This is a resource post to go with the previous posts on picking a programming language (Part 1 and Part 2). It's a big list of programming languages that you might consider using for your software project, or that you might encounter as the result of using legacy code. This list isn't exhaustive (there are a lot of languages out there) and doesn't give any kind of ranking with regards to how suitable a language is for your project (that's up to you). And we've mainly tried to go for languages that we're aware are used fairly widely by scientists. But it should give you a quick flavour of a range of languages that people find useful to use. Then if any take your fancy, there are web pages and books that can tell you more!
- C. A widely-used compiled language. C is used widely both in science and in most contexts where software is needed.
- C++. The object-oriented version of C. This makes is both fast and able to benefit from all the nice (from the developers' perspective) qualities of an object-oriented language. It needs the developer to handle things like memory allocation, which can be a headache, but the skilled programmer can use this to their advantage (See Basics of ... C\C++).
- C#. Arguably Microsoft's answer to Java this C style language has garbage collection and can be run on non-Windows machines using the open source Mono project.
- Excel (!). Okay, we know it's not a programming language. But there are a lot of scientific tasks you can get done with a spreadsheet's built-in arithmetic functions and macros (see Visual Basic below). And a spreadsheet can be a pretty handy way of passing round a data-set, because everyone will know what to do with it.
- Fortran. A family of compiled, and hence fast, languages designed to be good for scientific and engineering tasks.
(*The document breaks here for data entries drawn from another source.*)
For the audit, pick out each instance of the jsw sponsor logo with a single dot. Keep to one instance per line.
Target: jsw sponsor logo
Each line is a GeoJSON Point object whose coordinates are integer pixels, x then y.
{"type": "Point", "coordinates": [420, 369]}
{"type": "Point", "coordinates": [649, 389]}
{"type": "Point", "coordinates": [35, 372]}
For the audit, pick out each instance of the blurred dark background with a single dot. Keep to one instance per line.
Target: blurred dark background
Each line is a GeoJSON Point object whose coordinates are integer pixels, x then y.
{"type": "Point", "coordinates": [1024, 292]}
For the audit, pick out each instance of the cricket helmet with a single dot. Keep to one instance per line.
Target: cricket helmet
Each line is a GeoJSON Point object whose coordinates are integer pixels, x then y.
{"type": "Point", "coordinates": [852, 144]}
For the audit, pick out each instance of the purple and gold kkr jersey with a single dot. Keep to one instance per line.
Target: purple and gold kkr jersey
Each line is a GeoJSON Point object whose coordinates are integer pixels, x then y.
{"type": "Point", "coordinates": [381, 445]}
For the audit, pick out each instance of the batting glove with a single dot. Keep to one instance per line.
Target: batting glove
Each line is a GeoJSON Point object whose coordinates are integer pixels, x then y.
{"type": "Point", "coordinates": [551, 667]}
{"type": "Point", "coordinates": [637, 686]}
Fortran has been around in one form or another for literally decades, so there is a lot of scientific legacy code written in it.
- IDL. Not dissimilar to Matlab, although with perhaps a focus more on data analysis and less on maths. Again, loads of built-in library support. Very good for prototyping data processing pipelines and for doing interactive data mining, for which it has some nice tools built-in.
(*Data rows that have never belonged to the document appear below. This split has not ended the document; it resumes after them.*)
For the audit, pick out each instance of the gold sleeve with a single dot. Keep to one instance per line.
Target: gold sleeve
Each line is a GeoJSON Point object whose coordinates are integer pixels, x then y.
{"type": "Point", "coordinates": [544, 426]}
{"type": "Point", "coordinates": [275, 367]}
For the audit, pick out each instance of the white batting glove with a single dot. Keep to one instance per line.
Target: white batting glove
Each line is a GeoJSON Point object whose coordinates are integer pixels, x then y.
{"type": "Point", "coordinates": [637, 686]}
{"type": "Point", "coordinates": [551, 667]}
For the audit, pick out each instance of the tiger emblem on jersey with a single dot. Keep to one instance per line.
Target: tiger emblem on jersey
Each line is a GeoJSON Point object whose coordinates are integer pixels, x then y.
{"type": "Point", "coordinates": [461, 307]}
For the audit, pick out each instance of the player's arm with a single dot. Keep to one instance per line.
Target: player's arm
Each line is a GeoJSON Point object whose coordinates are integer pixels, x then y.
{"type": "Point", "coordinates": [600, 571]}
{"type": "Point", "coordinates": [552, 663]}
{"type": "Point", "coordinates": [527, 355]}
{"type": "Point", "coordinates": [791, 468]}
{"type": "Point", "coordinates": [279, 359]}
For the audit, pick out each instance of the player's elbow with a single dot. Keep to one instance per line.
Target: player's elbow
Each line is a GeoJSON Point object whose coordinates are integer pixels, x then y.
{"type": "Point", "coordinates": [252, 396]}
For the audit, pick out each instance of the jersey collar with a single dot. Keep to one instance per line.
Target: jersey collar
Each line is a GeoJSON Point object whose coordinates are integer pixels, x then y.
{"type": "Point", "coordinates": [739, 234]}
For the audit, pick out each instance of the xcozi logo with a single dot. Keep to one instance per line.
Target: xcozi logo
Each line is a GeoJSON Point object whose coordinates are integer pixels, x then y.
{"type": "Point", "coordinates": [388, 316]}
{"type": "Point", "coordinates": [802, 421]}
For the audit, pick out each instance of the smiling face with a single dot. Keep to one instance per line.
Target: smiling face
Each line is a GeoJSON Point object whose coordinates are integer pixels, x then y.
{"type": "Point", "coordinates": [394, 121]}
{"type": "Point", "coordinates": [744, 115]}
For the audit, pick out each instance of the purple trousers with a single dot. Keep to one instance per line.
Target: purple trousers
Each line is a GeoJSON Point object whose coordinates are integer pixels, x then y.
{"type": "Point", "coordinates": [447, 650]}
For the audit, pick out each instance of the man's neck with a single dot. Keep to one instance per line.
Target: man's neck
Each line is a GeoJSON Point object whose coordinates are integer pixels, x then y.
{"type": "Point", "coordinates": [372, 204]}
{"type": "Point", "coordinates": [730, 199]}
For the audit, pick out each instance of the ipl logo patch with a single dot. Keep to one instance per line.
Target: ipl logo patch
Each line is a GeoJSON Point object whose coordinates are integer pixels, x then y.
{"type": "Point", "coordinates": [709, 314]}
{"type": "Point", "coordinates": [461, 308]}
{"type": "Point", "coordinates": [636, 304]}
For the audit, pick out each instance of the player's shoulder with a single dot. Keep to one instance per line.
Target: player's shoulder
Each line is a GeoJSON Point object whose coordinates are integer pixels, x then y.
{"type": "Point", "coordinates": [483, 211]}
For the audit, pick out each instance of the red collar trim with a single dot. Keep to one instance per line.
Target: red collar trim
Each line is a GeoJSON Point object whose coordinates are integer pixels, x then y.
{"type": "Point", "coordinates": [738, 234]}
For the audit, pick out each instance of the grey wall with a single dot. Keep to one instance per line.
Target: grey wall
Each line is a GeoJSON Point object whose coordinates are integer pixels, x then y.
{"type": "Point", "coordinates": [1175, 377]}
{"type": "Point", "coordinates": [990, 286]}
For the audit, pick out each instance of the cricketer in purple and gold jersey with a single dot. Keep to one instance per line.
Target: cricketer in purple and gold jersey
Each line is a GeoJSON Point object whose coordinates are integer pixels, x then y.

- Lisp. Not used in science much, but it's how you program Emacs. Emacs is a very powerful, general-purpose text editor that has support for a lot of different programming languages (amongst other things).
- Java. An object-oriented language that has C-like syntax. Java has nice features like garbage collection for memory (de-) allocation, which saves a lot of the headaches experienced by users of C and C++. It is also (fairly) platform independent because it runs on a thing called a virtual machine, which is handy for porting your code to other computers. It is generally slower than language like C and C++, but the gap is smaller than most people think; it used to be a lot worse, but the virtual machine has improved a lot. When someone tells you "Java is much slower", they're generally repeating something that used to be true but is less so now.
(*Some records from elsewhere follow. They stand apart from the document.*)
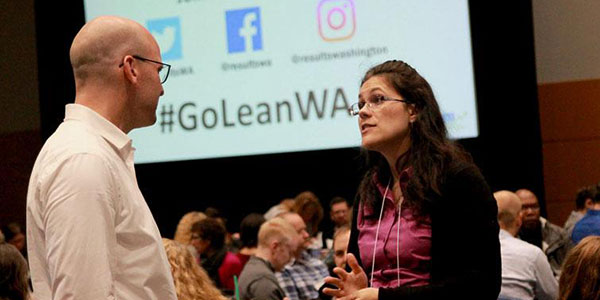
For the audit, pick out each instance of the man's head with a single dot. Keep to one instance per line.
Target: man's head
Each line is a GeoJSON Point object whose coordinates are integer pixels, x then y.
{"type": "Point", "coordinates": [299, 226]}
{"type": "Point", "coordinates": [208, 236]}
{"type": "Point", "coordinates": [114, 73]}
{"type": "Point", "coordinates": [530, 208]}
{"type": "Point", "coordinates": [340, 245]}
{"type": "Point", "coordinates": [277, 242]}
{"type": "Point", "coordinates": [509, 211]}
{"type": "Point", "coordinates": [585, 198]}
{"type": "Point", "coordinates": [339, 211]}
{"type": "Point", "coordinates": [307, 205]}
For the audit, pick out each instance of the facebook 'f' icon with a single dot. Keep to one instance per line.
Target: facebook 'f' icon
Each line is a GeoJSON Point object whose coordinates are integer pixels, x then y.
{"type": "Point", "coordinates": [244, 32]}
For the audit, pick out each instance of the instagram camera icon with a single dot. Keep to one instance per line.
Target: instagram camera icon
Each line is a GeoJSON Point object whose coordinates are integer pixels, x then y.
{"type": "Point", "coordinates": [337, 19]}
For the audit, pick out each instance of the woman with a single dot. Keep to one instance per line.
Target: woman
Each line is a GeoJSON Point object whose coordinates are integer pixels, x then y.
{"type": "Point", "coordinates": [249, 236]}
{"type": "Point", "coordinates": [445, 243]}
{"type": "Point", "coordinates": [208, 237]}
{"type": "Point", "coordinates": [191, 282]}
{"type": "Point", "coordinates": [580, 276]}
{"type": "Point", "coordinates": [13, 274]}
{"type": "Point", "coordinates": [308, 206]}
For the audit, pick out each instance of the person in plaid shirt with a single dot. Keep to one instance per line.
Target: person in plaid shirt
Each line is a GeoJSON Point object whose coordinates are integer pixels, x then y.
{"type": "Point", "coordinates": [302, 278]}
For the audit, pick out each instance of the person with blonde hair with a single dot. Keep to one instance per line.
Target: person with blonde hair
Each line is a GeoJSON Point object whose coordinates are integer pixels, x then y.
{"type": "Point", "coordinates": [580, 277]}
{"type": "Point", "coordinates": [277, 241]}
{"type": "Point", "coordinates": [13, 274]}
{"type": "Point", "coordinates": [191, 282]}
{"type": "Point", "coordinates": [183, 233]}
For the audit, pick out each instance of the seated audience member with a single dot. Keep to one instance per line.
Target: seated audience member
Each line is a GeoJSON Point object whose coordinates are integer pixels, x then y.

- Matlab. A widely-used commercial language that was originally developed to perform maths operations involving matrices. It has loads of built-in library support for scientific-type analysis. It can be a lot slower than the compiled languages like C and Fortran, except when using certain built-in library functions (for example the libraries that handle matrix operations) (See Basics of ... Matlab).
- Python. Designed for clarity, productivity and extensibility the language is designed to have "one—and preferably only one—obvious way to do" anything.
- Perl. Originally designed for text manipulation Perl has expanded into many other areas. Based loosely on C it is designed to be practical and supports many different programming styles (procedural, object oriented, functional etc.) and different ways to solve problems.
- Shell scripts. Built into your UNIX system (if you use one). These can be a very useful way for 'glueing together' different pieces of software, or for running the same software a number of times with different inputs.
- R. A statistical programming language. It has loads of statistical libraries that are either built-in or downloadable. R is open source and has a community that develops new code for it; for example, the Bioconductor toolbox for analysing gene expression data is very widely used. It can be slow to run big jobs, unless you use the built-in functions (written in C and hence v. fast) or attach your own C or C++ code to speed up the critical bottlenecks. Interfacing C/C++ to R in this way take a bit of care, but can be very powerful (See Basics of ... R).
- Visual Basic. The modern version of BASIC, a very easy to learn language, this is used a lot by people for whom programming is not the main part of their job. Notable in scientific circles because Visual Basic for Applications (VBA) is the macro programming language for Excel.
There are also exhaustive lists of programming languages on Wikipedia and an interesting diagram showing the evolution of programming languages is maintained by Eric Levenez.